Gene therapy is a technique that modifies a patient’s gene(s) to prevent, treat or cure disease. One type of gene therapy is cell modified gene therapy, which involves removing cells from the patient, genetically modifying the cells using a gene delivery/modification vehicle, and returning the modified cells back to the patient.

Viral vector is currently the most common vehicle for gene therapy due to its high gene delivery efficiency. However, use of viral vectors are associated with several disadvantages including: (1) virus-associated safety risks, (2) high manufacturing costs, and (3) limited payload capacity of viral vectors, which severely restrict the repertoire of genes that can be encoded.

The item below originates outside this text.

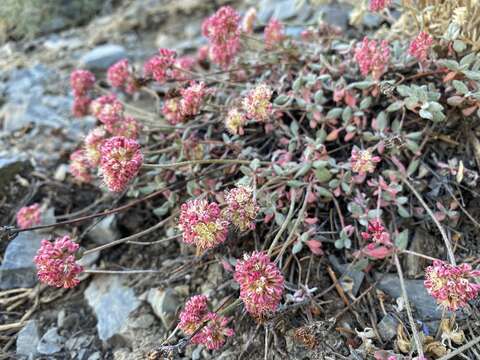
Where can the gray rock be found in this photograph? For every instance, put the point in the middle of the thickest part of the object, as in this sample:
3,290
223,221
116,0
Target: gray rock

A virus-free vector obviates these shortcomings. It is safer than viral vectors due to lower immunogenicity and lower risk of genome toxicity. Moreover, virus-free vector has the capacity to carry larger fragments of genetic material compared to conventional viral vectors. The manufacturing costs of virus-free vectors are also markedly lower than those required for viral vector production.

Despite the advantages of virus-free vectors, it remains a challenge to efficiently modify, expand, and deliver persistent therapeutic cells with stable gene expression. Electroporation is the most efficient method for delivery of virus-free vectors into therapeutic cells, but following electroporation these cells become fragile with markedly reduced viability and expansion capacity.